Publisher: Univ Of Minnesota Press
File Extension: PDF
File size: 3.34 MB
Pages: 274
Author: Josephine Lee
ISBN: 9780816665792, 9780816665808, 0816665796, 081666580X
Language: English
Year: 2010

Product desciption

The Japan Of Pure Invention Gilbert And Sullivans The Mikado Josephine Lee by Josephine Lee 9780816665792, 9780816665808, 0816665796, 081666580X instant download after payment.

Long before Sofia Coppola’s Lost in Translation, long before Barthes explicated his empire of signs, even before Puccini’s Madame Butterfly, Gilbert and Sullivan’s The Mikado presented its own distinctive version of Japan.
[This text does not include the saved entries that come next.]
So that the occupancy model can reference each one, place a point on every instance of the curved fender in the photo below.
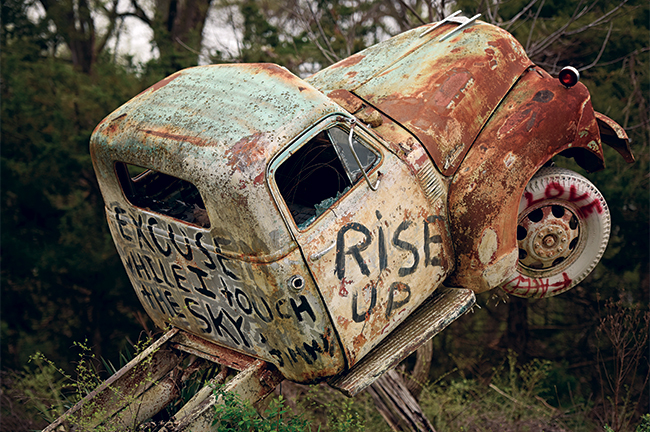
(537, 120)
(612, 134)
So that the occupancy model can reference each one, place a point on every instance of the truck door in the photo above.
(374, 254)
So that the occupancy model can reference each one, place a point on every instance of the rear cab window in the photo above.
(319, 169)
(163, 194)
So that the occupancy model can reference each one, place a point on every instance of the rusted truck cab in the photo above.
(304, 222)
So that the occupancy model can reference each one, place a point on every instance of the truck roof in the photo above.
(217, 127)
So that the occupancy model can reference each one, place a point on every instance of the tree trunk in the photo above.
(397, 405)
(178, 31)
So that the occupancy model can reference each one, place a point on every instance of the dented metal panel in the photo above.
(444, 91)
(216, 127)
(376, 255)
(539, 119)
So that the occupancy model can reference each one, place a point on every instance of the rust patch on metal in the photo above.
(162, 83)
(246, 154)
(346, 99)
(199, 142)
(350, 61)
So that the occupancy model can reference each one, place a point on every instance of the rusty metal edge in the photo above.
(445, 305)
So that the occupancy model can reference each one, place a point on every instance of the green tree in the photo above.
(61, 278)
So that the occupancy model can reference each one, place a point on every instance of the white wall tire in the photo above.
(562, 231)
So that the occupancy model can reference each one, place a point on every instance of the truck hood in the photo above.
(442, 91)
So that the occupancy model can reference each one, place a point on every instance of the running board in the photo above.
(431, 317)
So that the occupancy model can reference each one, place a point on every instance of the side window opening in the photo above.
(317, 174)
(162, 193)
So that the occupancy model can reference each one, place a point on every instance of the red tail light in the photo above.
(569, 76)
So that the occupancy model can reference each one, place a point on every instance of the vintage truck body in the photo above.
(303, 221)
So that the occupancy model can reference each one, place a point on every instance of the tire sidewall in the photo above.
(573, 191)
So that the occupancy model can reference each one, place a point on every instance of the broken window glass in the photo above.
(317, 174)
(162, 193)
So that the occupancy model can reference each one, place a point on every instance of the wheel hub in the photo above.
(547, 237)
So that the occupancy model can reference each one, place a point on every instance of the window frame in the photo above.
(364, 137)
(120, 174)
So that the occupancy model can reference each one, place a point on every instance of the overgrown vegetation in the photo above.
(579, 361)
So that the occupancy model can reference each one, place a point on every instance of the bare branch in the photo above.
(598, 21)
(407, 6)
(602, 49)
(514, 19)
(532, 26)
(140, 13)
(330, 50)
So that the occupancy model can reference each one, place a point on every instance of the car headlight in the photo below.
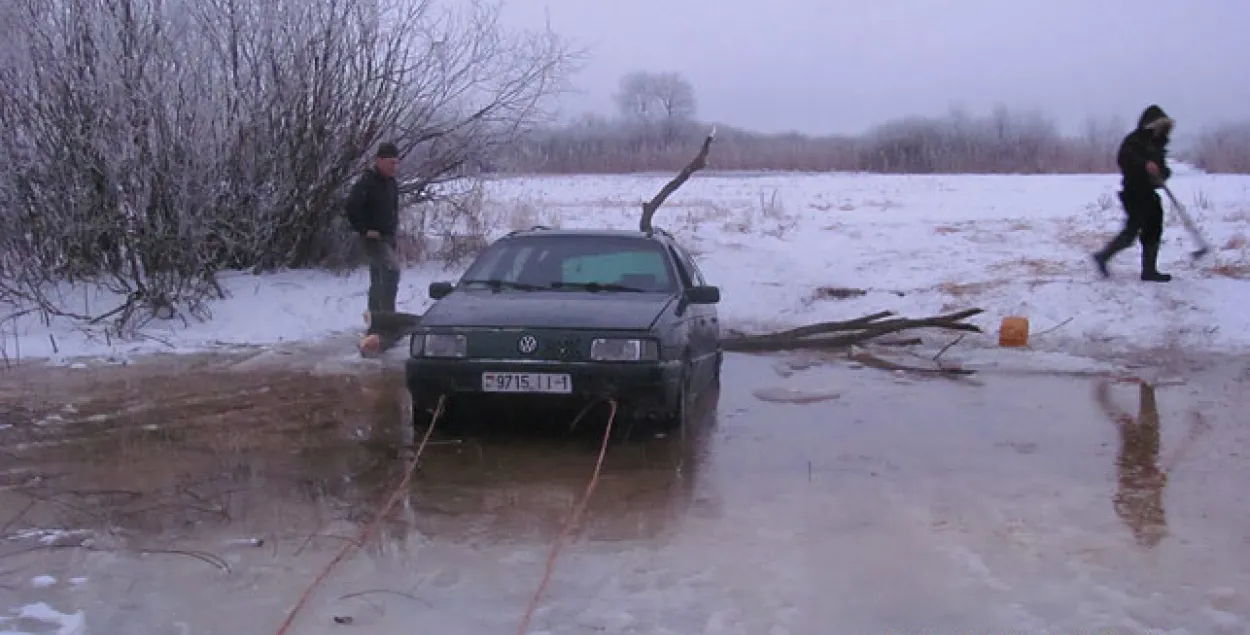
(603, 349)
(439, 345)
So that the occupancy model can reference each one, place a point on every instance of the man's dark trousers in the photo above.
(383, 273)
(1145, 223)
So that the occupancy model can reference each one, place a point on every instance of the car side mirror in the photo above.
(703, 294)
(440, 289)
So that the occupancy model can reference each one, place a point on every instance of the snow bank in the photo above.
(779, 243)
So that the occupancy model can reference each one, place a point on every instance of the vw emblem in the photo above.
(528, 344)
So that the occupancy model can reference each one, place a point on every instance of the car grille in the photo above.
(551, 346)
(560, 349)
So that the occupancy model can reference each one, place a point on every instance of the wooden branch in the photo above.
(391, 324)
(845, 334)
(874, 361)
(695, 164)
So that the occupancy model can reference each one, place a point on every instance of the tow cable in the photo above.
(569, 524)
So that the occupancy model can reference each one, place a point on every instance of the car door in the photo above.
(701, 316)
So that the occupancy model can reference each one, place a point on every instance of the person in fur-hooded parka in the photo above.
(1143, 159)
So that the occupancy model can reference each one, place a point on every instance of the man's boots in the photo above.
(1149, 265)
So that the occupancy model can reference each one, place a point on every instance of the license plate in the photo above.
(549, 383)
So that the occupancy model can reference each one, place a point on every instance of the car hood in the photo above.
(546, 309)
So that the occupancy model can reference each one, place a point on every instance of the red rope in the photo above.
(569, 524)
(369, 529)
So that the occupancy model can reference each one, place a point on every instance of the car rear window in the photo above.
(545, 260)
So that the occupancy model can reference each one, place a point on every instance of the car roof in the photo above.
(655, 234)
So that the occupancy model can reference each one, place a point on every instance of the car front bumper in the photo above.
(650, 386)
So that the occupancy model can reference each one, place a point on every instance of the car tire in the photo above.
(676, 419)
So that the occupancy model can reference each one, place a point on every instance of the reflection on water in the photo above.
(288, 455)
(1141, 476)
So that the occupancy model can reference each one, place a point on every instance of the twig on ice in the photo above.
(1055, 328)
(944, 349)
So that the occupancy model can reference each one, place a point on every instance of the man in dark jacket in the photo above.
(373, 211)
(1143, 161)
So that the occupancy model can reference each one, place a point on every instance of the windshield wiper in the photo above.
(598, 286)
(500, 284)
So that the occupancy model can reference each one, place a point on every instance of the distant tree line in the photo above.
(656, 126)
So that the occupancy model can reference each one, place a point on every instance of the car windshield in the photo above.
(574, 264)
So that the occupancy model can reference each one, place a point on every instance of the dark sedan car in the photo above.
(571, 315)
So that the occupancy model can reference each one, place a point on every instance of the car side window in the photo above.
(689, 271)
(683, 268)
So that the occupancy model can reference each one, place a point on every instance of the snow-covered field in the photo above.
(916, 245)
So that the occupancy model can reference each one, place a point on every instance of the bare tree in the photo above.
(155, 143)
(656, 100)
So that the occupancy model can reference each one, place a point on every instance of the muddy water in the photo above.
(203, 496)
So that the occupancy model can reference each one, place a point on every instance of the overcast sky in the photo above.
(844, 65)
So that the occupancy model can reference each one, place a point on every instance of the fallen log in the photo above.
(845, 334)
(391, 323)
(385, 329)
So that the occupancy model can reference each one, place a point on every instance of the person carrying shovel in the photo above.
(1143, 159)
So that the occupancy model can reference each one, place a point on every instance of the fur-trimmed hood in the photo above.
(1153, 118)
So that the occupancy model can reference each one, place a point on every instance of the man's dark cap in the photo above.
(388, 150)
Set in a fictional town called Titipu and populated by characters named Yum-Yum, Nanki-Poo, and Pooh-Bah, the opera has remained popular since its premiere in 1885.   Tracing the history of The Mikado’s performances from Victorian times to the present, Josephine Lee reveals the continuing viability of the play’s surprisingly complex racial dynamics as they have been adapted to different times and settings. Lee connects yellowface performance to blackface minstrelsy, showing how productions of the 1938–39 Swing Mikado and Hot Mikado, among others, were used to promote African American racial uplift. She also looks at a host of contemporary productions and adaptations, including Mike Leigh’s film Topsy-Turvy and performances of The Mikado in Japan, to reflect on anxieties about race as they are articulated through new visions of the town of Titipu.   The Mikado creates racial fantasies, draws audience members into them, and deftly weaves them into cultural memory. For countless people who had never been to Japan, The Mikado served as the basis for imagining what “Japanese” was.